Cuando Gumier Maier se fue a vivir al Tigre construyó tres cabañas que hacían juego con los muebles de Van Gogh. Me alquiló una durante un tiempo. Ante mis reclamos por la vajilla esquilmada, me señalaba los tesoros de las paredes: los cuadritos de Benito Laren, un Avello ubicado donde los católicos suelen poner un crucifijo, y con mayor devoción, una piña amarilla apoyada en una vitrina roja, de hojas verdísimas cuya oscura función podría ser la de guardar hielo pero también sangría helada. Me la mostraba con el entusiasmo contagioso de un marchand.

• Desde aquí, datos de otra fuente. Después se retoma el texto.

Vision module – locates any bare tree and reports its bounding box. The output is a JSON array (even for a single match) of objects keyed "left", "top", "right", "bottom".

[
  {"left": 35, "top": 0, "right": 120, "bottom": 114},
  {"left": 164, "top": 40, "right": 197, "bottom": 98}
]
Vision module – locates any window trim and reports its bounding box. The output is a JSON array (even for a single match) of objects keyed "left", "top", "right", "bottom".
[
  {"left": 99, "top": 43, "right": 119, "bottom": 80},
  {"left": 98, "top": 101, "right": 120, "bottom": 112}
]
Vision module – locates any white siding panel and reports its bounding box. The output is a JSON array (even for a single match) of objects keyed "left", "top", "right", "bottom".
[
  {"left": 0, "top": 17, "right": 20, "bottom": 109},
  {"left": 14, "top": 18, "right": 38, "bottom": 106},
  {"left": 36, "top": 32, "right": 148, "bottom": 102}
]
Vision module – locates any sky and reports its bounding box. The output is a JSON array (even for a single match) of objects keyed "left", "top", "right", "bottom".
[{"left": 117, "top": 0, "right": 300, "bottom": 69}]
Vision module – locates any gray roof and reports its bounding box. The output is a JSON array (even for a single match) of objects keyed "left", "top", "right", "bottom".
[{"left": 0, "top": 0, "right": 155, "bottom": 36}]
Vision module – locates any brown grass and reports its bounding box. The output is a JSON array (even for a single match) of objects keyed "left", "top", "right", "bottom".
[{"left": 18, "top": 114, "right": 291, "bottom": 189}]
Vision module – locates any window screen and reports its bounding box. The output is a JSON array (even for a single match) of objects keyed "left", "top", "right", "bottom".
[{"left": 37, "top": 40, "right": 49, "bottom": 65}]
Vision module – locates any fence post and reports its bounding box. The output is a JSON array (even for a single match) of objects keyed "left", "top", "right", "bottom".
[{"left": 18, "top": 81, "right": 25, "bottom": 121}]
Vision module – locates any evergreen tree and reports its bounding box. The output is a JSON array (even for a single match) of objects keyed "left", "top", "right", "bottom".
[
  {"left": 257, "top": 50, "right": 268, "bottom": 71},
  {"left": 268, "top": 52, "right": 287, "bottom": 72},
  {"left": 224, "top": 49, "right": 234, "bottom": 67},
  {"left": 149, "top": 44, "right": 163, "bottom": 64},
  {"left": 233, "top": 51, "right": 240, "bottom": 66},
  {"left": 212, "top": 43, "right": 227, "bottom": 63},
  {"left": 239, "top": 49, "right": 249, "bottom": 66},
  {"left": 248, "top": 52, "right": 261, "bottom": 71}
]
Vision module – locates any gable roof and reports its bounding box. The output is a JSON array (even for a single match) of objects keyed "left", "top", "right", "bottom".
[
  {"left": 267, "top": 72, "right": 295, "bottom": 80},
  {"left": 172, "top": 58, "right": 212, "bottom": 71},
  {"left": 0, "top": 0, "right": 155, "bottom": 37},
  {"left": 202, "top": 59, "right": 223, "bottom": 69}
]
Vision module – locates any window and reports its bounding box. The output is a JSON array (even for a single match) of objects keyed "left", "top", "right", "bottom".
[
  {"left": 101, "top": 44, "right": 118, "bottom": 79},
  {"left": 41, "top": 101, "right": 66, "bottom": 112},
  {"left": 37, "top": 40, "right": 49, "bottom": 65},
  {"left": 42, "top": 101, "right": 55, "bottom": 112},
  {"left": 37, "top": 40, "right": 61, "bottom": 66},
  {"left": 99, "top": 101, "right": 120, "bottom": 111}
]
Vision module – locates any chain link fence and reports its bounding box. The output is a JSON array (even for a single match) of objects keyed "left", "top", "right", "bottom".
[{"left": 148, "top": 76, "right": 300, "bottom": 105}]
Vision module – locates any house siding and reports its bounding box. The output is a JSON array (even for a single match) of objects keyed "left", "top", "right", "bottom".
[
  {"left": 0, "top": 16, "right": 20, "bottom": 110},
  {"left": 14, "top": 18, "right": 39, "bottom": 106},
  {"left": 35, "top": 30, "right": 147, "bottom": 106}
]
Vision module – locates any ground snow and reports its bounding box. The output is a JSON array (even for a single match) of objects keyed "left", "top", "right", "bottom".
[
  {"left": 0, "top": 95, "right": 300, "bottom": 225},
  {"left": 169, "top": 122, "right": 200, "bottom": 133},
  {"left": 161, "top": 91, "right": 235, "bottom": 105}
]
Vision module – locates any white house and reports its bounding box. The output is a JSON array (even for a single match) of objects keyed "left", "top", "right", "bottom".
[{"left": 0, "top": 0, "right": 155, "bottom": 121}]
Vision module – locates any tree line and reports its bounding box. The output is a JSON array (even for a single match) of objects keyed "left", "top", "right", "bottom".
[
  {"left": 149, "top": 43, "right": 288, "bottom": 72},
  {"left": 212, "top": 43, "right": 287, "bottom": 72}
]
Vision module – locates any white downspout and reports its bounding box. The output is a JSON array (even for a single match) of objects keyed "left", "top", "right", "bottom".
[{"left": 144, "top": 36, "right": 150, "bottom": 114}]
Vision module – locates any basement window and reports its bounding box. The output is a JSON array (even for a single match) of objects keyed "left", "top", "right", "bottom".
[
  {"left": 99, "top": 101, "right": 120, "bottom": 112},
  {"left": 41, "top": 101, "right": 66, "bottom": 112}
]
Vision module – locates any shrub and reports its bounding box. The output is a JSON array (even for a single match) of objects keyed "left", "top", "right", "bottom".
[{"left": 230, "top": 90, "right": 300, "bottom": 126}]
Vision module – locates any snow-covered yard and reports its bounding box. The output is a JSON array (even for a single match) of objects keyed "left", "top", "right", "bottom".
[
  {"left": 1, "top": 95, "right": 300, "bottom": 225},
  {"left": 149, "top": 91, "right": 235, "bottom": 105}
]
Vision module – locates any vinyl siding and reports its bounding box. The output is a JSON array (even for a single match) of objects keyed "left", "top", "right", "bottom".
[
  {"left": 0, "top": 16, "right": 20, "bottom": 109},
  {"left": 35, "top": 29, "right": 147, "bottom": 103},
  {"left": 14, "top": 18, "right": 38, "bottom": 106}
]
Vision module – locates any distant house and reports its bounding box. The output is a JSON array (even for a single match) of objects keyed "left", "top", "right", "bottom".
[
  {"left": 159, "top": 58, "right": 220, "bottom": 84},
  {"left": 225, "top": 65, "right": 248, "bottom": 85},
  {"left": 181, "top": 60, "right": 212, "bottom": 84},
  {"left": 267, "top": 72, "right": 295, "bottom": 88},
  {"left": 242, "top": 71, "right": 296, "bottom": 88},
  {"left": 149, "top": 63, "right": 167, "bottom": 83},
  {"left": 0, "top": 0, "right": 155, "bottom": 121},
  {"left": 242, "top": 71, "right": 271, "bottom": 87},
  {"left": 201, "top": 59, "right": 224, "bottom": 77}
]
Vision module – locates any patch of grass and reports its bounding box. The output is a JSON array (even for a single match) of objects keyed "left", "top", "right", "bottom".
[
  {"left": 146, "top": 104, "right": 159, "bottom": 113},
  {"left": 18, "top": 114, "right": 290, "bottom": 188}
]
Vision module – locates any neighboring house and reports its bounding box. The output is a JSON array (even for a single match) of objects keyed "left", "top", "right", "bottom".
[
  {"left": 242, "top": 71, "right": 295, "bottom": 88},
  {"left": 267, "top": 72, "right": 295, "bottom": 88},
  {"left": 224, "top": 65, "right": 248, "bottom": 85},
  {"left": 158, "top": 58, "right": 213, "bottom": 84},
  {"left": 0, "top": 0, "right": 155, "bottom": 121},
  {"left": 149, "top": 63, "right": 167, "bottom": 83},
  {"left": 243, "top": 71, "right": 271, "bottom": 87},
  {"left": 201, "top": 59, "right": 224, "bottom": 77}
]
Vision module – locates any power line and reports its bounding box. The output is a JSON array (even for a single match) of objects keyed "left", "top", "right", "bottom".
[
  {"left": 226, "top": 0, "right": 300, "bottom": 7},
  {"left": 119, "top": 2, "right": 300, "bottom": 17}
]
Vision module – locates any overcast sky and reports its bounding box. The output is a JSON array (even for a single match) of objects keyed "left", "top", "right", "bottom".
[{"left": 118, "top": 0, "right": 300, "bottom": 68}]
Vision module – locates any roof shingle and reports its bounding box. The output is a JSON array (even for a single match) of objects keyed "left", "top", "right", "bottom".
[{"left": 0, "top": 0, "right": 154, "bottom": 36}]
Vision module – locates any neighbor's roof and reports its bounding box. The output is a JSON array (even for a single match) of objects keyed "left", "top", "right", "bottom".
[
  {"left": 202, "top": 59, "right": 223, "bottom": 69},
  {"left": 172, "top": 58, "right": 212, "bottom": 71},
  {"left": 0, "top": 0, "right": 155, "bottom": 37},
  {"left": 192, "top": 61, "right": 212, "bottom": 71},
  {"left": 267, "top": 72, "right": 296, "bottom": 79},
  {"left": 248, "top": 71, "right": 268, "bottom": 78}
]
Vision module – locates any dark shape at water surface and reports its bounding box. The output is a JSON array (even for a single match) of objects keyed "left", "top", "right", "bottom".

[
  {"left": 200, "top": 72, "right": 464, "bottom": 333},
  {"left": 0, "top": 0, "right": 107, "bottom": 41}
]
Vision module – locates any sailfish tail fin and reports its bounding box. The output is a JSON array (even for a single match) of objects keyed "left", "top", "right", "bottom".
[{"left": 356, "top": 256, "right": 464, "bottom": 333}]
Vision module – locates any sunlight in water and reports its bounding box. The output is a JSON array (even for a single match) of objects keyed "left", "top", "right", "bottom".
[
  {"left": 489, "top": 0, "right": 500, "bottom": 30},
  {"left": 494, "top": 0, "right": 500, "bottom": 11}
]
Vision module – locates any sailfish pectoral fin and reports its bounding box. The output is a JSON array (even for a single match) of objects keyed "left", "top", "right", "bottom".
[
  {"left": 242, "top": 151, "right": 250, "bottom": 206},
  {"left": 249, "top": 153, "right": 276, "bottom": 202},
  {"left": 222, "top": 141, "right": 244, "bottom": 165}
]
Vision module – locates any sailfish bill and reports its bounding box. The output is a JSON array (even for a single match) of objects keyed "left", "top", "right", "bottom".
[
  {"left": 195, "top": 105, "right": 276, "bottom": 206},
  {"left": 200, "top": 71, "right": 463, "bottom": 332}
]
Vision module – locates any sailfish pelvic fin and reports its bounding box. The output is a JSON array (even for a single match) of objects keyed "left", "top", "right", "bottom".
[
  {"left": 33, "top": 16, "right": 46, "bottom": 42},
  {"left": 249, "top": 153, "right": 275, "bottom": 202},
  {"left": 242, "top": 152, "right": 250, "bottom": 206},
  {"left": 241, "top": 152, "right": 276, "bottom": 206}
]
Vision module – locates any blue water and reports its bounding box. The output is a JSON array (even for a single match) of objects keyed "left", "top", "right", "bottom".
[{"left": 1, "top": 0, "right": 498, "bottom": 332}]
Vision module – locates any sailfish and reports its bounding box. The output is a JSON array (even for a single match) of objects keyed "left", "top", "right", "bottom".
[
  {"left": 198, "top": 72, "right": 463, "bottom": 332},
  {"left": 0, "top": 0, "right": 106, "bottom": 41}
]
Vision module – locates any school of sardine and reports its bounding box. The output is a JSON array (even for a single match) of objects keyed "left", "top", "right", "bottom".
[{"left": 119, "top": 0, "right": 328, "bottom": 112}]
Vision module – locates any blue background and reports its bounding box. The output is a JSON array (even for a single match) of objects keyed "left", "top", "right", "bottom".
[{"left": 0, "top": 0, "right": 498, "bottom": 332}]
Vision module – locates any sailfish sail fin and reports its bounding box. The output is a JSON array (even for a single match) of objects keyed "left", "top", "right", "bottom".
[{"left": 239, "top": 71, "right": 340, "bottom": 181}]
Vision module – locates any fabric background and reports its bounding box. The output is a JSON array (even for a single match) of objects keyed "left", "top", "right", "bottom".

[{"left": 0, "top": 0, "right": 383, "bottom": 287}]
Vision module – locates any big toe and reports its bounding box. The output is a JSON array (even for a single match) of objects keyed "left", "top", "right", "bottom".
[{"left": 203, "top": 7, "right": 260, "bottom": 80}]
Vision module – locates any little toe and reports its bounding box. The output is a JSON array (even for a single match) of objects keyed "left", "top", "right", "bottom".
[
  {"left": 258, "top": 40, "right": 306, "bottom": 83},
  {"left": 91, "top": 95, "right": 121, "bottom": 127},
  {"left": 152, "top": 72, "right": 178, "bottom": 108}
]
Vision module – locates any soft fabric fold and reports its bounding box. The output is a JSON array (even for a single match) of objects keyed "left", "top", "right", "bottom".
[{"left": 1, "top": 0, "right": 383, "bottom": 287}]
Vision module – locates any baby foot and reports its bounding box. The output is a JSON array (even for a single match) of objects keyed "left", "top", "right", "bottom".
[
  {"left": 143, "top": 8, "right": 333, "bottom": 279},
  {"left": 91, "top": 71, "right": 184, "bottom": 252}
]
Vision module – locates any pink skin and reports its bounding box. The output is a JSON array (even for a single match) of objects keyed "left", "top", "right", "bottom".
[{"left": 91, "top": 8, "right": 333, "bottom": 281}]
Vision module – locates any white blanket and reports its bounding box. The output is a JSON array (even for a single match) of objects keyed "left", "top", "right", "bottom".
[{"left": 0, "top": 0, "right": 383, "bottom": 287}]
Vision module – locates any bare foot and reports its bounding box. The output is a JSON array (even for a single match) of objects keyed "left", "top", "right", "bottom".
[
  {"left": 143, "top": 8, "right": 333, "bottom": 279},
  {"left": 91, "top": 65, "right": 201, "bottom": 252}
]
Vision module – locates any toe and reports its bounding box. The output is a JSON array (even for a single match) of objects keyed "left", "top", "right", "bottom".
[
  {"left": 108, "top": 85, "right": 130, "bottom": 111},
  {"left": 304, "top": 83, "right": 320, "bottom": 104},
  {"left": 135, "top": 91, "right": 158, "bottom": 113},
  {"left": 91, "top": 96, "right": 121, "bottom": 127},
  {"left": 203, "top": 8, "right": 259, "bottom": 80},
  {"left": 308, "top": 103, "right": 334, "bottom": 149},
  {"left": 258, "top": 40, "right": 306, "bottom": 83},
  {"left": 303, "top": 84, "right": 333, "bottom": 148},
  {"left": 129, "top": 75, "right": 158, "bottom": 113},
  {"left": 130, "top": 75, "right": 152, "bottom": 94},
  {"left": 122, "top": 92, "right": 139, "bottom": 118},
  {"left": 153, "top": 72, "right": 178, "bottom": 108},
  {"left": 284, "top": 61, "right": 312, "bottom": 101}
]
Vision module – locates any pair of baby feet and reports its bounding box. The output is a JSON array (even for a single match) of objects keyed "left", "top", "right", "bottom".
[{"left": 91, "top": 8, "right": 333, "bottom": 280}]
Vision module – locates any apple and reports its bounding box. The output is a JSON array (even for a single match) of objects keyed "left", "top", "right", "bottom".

Dormía en la cama de una reina, cubierto por gatos que le bufaban cuando pretendía echarlos para acomodarse. Se parecía a aquella Bubulina de Zorba el griego, soberbia entre cabezales repujados y mullidos almohadones.

UNA IMAGEN

Dijeron que Gumier Maier había muerto y ese día yo creí ver en una foto de su Facebook algo que en realidad no sucedió: una materia blanca hecha de minúsculos puntitos arrojada entre las aguas del río Sarmiento – sus cenizas, pensé- arrojadas a las primeras horas día. Vi los colores del amanecer que cambiaban hasta completar su repertorio (blanco cala, amarillo patito, rosa Jackie, verde Nilo, naranja krishna). Entonces pensé: “Ahora sí devendrás mito Amancay, Piel de gato, Brunilda Bayer fluvial” y me acordé de un episodio del Teatro Patrio donde, blandiendo un bombo legüero cantabas: “Huesito, huesito, dónde está mi cuerpito”. Pudo haber sido un buen lema para los derechos humanos, pero debió ser considerado demasiado atrevido, porque no prosperó.

EL ADIÓS

Diez de diciembre, su muerte. Pocos días antes lo llamé por whatsapp donde estaba internado para contarle los avatares de mi propia internación, las bajas en mi cuerpo (parálisis en mi brazo derecho y semiparálisis en una pierna debido a un ACV) Me contestó: “Supercalifragilisticoespialidoso”. Un epigrama más enigmático que “El comprar es más americano que pensar” de Warhol. Y agregó que le habían amputado el dedo pulgar de la mano derecha, y que ya no podría dibujar. Le propuse fundar la organización artística “Las manos de Perón”. No contestó. Había llegado el momento de las cortesías adeudadas –“sos bella e imprescindible”, más por herencia prescriptiva que por juicio crítico, él que siempre me había elogiado con los adjetivos más perversos. ¿Haríamos “Las manos de Perón”? En nuestra amistad no existía ni la igualdad ni la reciprocidad. Demasiada suerte fue que nuestras almas pop se encontraran un rato en el tiempo como esos que hoy se saludan por sobre el barbijo golpeándose los puños dos tres veces como si pretendieran llamar a una puerta. “Ampliaremos”, se despidió. No lo hizo. No quiso o no pudo. H.L.V.S. (Hasta la Victoria Siempre) puso al pie.